I continued to drink in the beauty of this painting (which is much bigger and even more stunning in person), when suddenly He who would be Husband was on the floor…  On one knee….  So my mind is racing and at first I’m going, “Why is he on the ground?  Is he ok?  Did he pass out?  No…  He’s upright…  Hmmm…  He seems to have something in his hand…  ACKACKACK!!!!ITSARING!!!!”

I can’t tell you what it is he said–how he asked.  I wonder if he even remembers.  I just remember not being able to breathe, and eventually choking out a yes….  Almost hyperventilating…  Not being able to believe that this was actually happening.  Husband asked if he could kiss me–just once–because we were one of those weird couples who didn’t kiss.   I said yes to that too, and I remember thinking how very soft his lips were.

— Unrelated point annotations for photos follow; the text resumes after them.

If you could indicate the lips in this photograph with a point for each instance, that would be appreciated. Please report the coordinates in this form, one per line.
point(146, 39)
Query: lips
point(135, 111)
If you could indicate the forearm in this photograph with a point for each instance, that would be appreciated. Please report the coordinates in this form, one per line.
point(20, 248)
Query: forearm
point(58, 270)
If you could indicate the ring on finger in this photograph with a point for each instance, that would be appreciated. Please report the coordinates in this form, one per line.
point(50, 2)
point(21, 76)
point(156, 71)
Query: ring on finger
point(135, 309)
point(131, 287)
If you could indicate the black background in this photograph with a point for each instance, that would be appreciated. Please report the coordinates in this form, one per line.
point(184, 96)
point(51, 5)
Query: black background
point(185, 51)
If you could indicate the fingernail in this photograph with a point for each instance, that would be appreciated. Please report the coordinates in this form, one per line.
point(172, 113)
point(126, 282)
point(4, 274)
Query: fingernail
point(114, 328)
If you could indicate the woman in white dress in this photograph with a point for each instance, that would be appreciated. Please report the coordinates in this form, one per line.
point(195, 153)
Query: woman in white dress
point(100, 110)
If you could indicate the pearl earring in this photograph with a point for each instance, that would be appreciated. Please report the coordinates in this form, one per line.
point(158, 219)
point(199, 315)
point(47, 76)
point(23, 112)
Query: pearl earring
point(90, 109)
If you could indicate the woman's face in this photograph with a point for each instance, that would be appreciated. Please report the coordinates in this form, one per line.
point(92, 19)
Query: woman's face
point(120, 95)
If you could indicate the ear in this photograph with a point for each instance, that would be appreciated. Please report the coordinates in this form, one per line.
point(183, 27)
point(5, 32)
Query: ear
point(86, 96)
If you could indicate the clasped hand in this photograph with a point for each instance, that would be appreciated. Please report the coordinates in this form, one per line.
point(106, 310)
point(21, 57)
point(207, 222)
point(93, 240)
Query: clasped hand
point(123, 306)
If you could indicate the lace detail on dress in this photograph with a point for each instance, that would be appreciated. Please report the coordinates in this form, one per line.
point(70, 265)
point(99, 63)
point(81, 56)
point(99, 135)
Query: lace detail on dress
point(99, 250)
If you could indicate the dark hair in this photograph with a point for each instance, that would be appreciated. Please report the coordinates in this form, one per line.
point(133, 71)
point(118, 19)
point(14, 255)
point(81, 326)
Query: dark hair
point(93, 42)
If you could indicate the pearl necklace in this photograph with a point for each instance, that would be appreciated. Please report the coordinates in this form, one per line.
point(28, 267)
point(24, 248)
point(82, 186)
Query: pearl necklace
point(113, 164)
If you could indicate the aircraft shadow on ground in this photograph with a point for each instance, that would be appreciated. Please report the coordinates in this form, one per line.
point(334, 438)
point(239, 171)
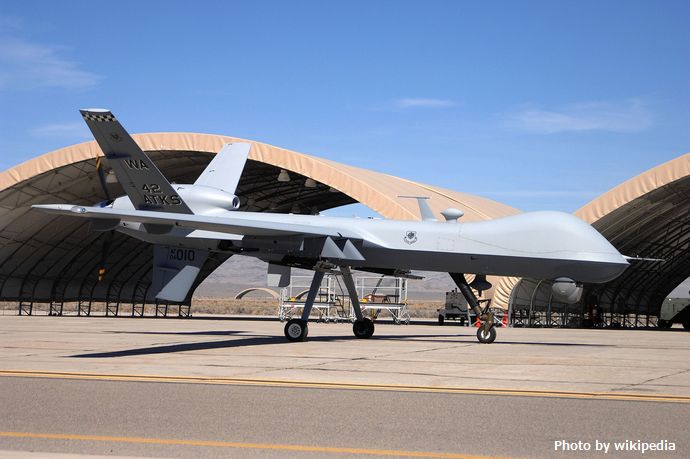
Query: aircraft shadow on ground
point(202, 333)
point(266, 340)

We sat there a little longer.  When we weren’t staring gooey-eyed into one another’s eyes we continued to drink in the cool, breathtaking beauty of ‘our painting.’  And, ok, yes, occasionally, I stared down at the, also stunningly beautiful, saphire ring on my left hand. 

And that was that.  The rest is history, and five and a half years later, I’m sitting here, wishing that Husband was here with me.  In a couple weeks he will be, and a few weeks after that, he’ll be beside me again to stay, and a new chapter of our lives together will be under way (which is much better than Husband being underway, let me tell you).

So that’s why Makoto Fujimura is special to us.  But even if his painting hadn’t been there to witness the moment of our engagement, he’d still be an incredible artist, with incredible things to say about God, creativity, and community.  The more I learn about him and his take on faith and creativity and art, the more that I hope that being in front of his painting at that moment might be a sort of benediction over our marriage.  I hope so.

Personal Bumper Sticker Irony

After writing my last post, I’ve been thinking about myself and how hot and bothered I get about people being told to feel certain ways.  It’s kind of bizarre because one thing that really confounds me at this point in time is how in the heck I’m supposed to feel my feelings.  I’m so tied up in the knots of how I think I’m supposed to feel, and so conditioned by now to not let myself fully emote through anything, that  I seriously don’t feel capable of really being where I am and feeling it fully.  But I’ll be darned if I’ll let anyone deny me or anyone else the right to do so. 

So, in light of all that, I think if I were a car, my bumper sticker would read:

“Fighting for the right for people everywhere to feel what they feel, because God knows I don’t know how to!”